PacificBiosciences / kineticsTools

Tools for detecting DNA modifications from single molecule, real-time sequencing data
19 stars 21 forks source link

Is it necessary to sort the alignment bam file to run the ipdSummary correctly? #63

Closed uceleste closed 5 years ago

uceleste commented 5 years ago

Hi All,

I tried ipdSummary on two parallel pipelines using the same reads and reference. The only difference is that in one case the alignment file in bam format was sorted and in the other case no.
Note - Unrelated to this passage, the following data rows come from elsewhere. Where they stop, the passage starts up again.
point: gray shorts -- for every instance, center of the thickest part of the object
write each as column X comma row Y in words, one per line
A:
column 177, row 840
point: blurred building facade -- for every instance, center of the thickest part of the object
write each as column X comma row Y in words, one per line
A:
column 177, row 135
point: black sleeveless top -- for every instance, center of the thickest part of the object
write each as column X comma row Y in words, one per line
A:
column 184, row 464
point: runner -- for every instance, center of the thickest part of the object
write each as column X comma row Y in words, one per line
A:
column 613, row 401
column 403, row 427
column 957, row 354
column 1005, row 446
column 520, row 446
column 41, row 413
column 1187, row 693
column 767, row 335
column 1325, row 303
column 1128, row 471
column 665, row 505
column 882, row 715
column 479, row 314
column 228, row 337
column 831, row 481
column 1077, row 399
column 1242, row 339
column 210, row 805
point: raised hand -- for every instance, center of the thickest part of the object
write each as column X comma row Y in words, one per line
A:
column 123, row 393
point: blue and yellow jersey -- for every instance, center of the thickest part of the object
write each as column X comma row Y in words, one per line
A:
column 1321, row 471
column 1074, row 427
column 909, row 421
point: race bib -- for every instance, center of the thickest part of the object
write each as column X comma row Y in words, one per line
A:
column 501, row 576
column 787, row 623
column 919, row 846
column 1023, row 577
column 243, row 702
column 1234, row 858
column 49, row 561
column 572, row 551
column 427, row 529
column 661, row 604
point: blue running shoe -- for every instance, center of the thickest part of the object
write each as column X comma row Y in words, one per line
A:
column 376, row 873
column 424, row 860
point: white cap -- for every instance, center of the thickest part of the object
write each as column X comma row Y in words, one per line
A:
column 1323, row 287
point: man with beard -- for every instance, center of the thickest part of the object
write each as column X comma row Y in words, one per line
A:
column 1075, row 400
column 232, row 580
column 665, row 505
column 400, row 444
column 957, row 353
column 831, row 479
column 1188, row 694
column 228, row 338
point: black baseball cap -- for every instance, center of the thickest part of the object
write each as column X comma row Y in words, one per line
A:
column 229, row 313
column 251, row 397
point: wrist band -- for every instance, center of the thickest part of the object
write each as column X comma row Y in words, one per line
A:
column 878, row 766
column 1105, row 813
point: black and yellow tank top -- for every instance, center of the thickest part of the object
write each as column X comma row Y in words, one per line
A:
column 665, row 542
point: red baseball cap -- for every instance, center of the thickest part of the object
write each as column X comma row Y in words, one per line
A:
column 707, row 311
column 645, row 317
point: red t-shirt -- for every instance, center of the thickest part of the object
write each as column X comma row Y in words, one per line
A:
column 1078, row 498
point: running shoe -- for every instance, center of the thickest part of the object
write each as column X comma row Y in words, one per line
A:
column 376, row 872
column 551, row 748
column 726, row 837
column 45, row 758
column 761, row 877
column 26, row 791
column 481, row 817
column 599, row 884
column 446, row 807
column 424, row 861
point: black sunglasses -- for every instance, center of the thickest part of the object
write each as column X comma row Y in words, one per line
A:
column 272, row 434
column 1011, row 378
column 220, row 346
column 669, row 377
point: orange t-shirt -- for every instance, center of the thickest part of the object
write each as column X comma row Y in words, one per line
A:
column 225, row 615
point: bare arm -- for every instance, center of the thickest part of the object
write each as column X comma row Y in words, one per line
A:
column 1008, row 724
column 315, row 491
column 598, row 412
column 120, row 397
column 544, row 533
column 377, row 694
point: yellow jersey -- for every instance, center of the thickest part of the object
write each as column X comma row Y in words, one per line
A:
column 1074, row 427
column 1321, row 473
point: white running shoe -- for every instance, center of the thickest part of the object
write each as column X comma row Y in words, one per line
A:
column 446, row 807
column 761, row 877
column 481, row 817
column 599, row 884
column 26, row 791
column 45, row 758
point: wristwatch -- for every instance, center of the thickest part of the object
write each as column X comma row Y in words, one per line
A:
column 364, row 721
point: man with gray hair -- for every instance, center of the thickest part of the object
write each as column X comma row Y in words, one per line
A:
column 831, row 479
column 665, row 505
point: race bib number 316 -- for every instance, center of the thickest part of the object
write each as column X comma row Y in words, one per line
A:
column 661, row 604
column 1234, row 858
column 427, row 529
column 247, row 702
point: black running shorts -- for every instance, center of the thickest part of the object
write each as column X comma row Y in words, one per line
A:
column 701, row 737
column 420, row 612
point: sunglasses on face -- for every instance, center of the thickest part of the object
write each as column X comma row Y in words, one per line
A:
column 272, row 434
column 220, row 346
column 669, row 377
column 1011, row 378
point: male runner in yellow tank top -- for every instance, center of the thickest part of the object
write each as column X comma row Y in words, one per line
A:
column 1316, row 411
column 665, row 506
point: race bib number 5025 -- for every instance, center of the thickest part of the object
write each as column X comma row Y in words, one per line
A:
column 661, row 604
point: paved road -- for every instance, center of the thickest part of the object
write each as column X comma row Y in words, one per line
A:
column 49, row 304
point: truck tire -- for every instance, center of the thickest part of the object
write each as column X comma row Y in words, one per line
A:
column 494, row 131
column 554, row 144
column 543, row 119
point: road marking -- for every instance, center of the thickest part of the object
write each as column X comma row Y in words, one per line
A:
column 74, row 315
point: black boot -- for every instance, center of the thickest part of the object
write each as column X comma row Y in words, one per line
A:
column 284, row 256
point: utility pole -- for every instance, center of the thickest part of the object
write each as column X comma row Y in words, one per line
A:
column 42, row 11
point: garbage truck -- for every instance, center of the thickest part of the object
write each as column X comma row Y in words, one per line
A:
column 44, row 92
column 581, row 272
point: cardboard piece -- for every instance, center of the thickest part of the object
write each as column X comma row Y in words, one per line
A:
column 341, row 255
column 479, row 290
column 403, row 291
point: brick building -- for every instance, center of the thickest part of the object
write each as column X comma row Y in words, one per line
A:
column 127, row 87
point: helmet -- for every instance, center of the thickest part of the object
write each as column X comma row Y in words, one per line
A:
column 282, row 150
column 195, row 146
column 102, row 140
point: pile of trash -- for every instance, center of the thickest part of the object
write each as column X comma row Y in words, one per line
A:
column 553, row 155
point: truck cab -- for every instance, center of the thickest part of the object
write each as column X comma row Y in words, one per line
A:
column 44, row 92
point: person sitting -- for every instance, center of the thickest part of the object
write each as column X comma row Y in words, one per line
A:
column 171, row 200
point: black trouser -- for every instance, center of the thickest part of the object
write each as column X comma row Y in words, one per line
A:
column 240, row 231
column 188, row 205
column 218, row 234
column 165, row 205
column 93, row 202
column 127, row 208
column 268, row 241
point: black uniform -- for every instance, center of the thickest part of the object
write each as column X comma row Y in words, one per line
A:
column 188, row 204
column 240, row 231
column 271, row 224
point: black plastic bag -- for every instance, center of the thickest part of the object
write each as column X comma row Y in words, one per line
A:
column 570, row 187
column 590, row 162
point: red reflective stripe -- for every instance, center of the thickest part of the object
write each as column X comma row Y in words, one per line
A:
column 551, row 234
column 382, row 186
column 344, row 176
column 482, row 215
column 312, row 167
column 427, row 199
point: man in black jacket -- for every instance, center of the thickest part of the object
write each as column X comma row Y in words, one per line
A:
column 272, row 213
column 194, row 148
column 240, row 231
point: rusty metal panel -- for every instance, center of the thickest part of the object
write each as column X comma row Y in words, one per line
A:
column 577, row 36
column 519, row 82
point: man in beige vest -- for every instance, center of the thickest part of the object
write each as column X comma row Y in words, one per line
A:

I obtained two different output with some shared information.

What is the correct way to run the process? Is it always better to do the sorting of the bam alignment?

Here my command lines and a semplified example of both output:

Pipeline 1

$ blasr PacBio.bam Assembly.fasta --nproc 30 --bam --out Aligned.bam $ samtools sort Aligned.bam -o Aligned_sorted.bam --threads 30 $ pbindex Aligned_sorted.bam $ samtools faidx Assembly.fasta $ ipdSummary Aligned_sorted.bam --reference Assembly.fasta --identify m6A,m4C --gff basemods.gff

Pipeline 2

$ blasr PacBio.bam Assembly.fasta --nproc 30 --bam --out Aligned.bam $ pbindex Aligned.bam $ samtools faidx Assembly.fasta $ ipdSummary Aligned.bam --reference Assembly.fasta --identify m6A,m4C --gff basemods.gff

Pipeline1       Pipeline2      
Seq1 modified_base 2650 2650 Seq1 modified_base 2623 2623
Seq1 modified_base 4377 4377 Seq1 modified_base 2650 2650
Seq1 modified_base 4833 4833 Seq1 modified_base 2824 2824
Seq1 modified_base 6059 6059 Seq1 modified_base 2916 2916
Seq1 m6A 6674 6674 Seq1 modified_base 3665 3665
Seq1 modified_base 7280 7280 Seq1 modified_base 4377 4377
Seq1 modified_base 7461 7461 Seq1 modified_base 6441 6441
Seq1 modified_base 8005 8005 Seq1 m6A 6674 6674
Seq1 modified_base 8591 8591 Seq1 modified_base 7280 7280
Seq1 modified_base 8648 8648 Seq1 modified_base 7461 7461
Seq1 modified_base 8790 8790 Seq1 modified_base 8648 8648
Seq1 modified_base 9030 9030 Seq1 modified_base 9901 9901
Seq1 modified_base 9101 9101 Seq1 modified_base 10912 10912
Seq1 modified_base 9901 9901 Seq1 modified_base 10992 10992
Seq1 modified_base 10988 10988 Seq1 m6A 13677 13677
Seq1 m6A 13677 13677 Seq1 modified_base 15001 15001
Seq1 m6A 16922 16922 Seq1 modified_base 16213 16213
Seq1 m6A 20081 20081 Seq1 m6A 16922 16922
Seq1 modified_base 20938 20938 Seq1 modified_base 20081 20081
Seq1 modified_base 21987 21987 Seq1 modified_base 21987 21987

Thank you

rhallPB commented 5 years ago

Both the pipelines you suggest are not really supported, or tested, although I expect the pipeline with the sort is doing the correct thing. As a check I would use the supported workflow pbalign, followed by ipdSummary. pbalign sorts and indexes the ouput bam, so it should be equivalent to your pipeline 1, although it's possible that the default alignment parameters are also different. https://github.com/PacificBiosciences/pbalign

uceleste commented 5 years ago

Thank you for your kind explanation.